Martin C, Bouletreau P, Cresseaux P, Lucas R, Gebeile-Chauty S. [Orthognathic surgery of mandibular asymmetry: which results can we expect with and without chin wing? A cohort out of 51 cases].
Orthod Fr 2019;
90:75-100. [PMID:
30994451 DOI:
10.1051/orthodfr/2019007]
[Citation(s) in RCA: 1] [Impact Index Per Article: 0.2] [Reference Citation Analysis] [Abstract] [Track Full Text] [Journal Information] [Subscribe] [Scholar Register] [Received: 01/21/2018] [Accepted: 04/05/2018] [Indexed: 11/14/2022]
Abstract
INTRODUCTION
The aim of this retrospective cohort is to evaluate the amount of postsurgical correction of soft and hard tissues in patients with mandibular asymmetries and to compare the results with and without surgery of the lower mandibular contour (chin wing…).
MATERIAL AND METHOD
Mandibular asymmetries cases of three surgeons were systematically included.
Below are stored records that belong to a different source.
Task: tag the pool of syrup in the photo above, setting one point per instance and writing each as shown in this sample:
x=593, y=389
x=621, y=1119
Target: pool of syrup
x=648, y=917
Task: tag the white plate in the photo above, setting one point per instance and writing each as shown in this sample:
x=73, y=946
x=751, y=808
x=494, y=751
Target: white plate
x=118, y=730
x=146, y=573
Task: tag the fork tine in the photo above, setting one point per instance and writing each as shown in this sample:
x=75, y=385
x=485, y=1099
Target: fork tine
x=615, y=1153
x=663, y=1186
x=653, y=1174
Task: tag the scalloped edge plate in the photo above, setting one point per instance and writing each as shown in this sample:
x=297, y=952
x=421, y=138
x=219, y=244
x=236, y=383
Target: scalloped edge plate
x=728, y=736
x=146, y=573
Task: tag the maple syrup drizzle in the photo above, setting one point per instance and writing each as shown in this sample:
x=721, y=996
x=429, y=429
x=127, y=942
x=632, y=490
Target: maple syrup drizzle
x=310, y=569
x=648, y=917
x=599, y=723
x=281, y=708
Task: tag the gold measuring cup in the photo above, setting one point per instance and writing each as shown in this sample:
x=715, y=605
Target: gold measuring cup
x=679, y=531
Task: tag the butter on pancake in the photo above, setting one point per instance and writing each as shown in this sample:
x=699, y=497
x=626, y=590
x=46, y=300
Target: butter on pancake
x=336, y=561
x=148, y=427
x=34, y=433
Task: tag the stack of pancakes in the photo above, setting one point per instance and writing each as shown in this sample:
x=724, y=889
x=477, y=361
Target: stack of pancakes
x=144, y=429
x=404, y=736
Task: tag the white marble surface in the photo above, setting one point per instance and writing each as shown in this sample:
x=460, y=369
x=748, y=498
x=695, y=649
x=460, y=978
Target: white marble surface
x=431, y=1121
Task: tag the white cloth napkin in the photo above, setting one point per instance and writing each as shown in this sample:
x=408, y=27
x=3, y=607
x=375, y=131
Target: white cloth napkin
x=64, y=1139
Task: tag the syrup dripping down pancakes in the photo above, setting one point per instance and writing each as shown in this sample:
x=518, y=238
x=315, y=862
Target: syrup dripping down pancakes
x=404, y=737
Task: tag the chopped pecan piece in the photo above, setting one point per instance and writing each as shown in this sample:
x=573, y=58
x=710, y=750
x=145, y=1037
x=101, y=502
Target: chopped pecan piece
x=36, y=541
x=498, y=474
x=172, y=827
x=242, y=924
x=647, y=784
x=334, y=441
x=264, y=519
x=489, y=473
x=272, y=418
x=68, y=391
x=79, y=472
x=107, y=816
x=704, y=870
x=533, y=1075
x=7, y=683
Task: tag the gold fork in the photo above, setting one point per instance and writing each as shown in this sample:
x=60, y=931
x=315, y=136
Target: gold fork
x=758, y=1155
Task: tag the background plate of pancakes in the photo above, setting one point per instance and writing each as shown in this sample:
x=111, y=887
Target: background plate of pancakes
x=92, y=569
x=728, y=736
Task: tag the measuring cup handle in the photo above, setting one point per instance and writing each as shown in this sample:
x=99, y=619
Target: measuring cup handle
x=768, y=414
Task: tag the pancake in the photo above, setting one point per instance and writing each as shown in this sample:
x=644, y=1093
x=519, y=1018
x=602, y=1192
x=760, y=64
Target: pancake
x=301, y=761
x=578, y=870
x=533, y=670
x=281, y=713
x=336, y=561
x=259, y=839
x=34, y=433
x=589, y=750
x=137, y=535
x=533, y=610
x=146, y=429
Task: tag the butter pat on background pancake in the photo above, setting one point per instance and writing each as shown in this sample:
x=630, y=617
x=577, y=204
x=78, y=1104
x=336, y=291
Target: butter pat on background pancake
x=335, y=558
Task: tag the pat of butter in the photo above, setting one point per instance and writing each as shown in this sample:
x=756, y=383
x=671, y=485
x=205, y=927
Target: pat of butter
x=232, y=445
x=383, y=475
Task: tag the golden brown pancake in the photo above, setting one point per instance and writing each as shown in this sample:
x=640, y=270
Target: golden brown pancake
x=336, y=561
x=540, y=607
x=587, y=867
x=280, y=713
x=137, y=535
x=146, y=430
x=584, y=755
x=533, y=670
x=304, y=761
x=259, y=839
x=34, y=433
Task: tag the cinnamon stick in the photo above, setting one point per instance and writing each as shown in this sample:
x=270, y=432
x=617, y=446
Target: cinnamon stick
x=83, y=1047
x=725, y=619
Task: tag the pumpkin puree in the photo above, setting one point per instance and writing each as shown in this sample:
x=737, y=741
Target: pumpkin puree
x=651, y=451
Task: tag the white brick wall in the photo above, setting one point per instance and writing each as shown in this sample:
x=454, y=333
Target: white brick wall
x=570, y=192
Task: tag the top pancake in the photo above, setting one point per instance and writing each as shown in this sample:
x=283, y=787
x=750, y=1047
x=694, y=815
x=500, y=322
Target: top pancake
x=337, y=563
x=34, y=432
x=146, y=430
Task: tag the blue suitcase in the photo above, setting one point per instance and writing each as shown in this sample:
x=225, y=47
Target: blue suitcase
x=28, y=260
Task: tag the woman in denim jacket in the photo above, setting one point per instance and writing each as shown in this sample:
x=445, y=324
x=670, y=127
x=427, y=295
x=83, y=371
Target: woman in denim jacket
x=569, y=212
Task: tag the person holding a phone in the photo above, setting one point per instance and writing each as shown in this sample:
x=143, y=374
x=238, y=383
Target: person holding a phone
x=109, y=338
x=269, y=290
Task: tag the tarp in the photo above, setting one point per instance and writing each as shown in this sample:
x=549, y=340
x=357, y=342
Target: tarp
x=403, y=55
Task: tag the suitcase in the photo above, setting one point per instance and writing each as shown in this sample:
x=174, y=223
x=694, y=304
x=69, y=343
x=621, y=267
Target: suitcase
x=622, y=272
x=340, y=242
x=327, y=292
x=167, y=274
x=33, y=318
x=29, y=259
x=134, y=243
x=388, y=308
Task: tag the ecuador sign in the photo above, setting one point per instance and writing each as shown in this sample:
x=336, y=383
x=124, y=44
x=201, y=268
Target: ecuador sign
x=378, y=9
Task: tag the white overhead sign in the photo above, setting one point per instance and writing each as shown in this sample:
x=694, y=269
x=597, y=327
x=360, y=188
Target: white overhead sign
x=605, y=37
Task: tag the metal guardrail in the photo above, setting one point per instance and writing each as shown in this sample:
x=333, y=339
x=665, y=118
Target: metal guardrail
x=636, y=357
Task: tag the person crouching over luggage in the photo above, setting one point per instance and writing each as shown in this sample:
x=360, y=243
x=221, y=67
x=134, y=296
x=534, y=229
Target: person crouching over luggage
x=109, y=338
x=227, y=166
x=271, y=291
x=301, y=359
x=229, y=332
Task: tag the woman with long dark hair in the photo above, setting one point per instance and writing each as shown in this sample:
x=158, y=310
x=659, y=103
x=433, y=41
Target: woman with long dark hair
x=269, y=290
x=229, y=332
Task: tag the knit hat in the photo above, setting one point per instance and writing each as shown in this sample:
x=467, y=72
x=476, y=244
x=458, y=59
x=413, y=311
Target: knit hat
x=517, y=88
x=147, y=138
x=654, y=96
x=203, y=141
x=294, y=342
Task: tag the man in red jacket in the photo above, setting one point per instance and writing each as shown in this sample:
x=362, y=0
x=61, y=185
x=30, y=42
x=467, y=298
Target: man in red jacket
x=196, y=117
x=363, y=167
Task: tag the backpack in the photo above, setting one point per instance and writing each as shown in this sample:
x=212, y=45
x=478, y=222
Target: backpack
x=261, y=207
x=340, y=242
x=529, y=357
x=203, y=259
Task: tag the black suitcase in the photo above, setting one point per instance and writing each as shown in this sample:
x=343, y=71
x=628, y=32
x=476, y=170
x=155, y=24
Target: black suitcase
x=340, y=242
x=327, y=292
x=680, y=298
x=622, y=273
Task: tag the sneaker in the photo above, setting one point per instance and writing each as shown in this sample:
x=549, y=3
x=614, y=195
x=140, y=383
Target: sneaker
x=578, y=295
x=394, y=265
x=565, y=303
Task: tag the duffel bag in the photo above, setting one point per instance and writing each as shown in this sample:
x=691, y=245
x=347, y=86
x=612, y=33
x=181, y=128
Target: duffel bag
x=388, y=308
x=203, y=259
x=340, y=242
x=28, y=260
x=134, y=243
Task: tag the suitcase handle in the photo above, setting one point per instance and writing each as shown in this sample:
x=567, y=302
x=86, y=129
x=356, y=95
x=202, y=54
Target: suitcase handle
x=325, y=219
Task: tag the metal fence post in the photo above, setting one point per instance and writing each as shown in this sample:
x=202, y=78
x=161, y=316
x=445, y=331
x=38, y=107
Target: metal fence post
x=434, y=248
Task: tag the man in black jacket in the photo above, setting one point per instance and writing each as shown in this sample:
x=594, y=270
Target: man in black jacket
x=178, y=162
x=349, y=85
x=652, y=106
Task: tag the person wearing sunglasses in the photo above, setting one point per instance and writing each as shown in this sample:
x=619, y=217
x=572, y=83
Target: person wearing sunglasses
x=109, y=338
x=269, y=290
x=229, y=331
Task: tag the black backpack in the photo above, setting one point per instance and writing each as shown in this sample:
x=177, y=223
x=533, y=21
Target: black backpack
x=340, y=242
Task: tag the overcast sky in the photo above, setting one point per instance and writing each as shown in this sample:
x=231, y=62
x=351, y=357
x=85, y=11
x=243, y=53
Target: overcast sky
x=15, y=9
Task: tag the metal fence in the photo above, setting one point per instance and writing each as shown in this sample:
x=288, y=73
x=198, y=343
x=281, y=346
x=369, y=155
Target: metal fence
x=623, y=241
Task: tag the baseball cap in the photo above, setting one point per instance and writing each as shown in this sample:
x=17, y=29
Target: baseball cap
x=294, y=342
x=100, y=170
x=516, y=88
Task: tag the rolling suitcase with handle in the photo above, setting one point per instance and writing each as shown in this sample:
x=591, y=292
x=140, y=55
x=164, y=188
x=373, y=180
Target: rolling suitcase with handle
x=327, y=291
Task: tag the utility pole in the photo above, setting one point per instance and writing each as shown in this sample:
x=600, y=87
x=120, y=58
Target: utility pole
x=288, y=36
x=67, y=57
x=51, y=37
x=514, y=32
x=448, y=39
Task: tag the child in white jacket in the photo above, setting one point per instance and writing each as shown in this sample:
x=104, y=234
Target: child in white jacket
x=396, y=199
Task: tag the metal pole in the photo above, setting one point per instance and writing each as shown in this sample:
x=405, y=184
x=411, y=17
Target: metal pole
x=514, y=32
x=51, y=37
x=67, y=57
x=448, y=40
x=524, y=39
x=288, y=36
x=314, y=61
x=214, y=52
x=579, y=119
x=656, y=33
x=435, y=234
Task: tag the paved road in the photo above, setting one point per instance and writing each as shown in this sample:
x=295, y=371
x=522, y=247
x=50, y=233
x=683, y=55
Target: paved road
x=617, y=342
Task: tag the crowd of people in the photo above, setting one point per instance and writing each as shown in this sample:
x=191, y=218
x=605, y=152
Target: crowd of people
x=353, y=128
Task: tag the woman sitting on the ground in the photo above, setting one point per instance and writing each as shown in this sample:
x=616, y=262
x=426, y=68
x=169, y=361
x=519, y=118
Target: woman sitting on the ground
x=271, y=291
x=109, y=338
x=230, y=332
The angles of deviation of the chin, bi-commissural, bi-gonic and occlusal were measured on face photography and radiography. A pre and post-surgical comparison was performed and the amount of correction was analyzed via the Wilcoxon statistical test.
RESULTS
51 patients (44 women and 7 men) were included. After surgery, the correction is significant for all measurements with an improvement of 44 to 60% depending on the measured angles. No patient is normalized but the small initial mandibular asymmetries are the closest to normal after surgery. The correction of the bi-commissural angle is controlled without being optimal (60% correction). The difficulty remains the horizontalization of the bi-gonial plan which is only corrected at 45%. Patients with mandibular margin surgery (chin wing…) showed the greatest improvement in bi-gonial (p = 0.0142) and occlusal (p = 0.0154) angles.
CONCLUSION
If surgery allows a significant correction of facial dissymmetry, this is not complete. Surgical procedures on the lower edge of the mandible such as the chin wing could provide a better correction especially for bi-gonial and occlusal angles.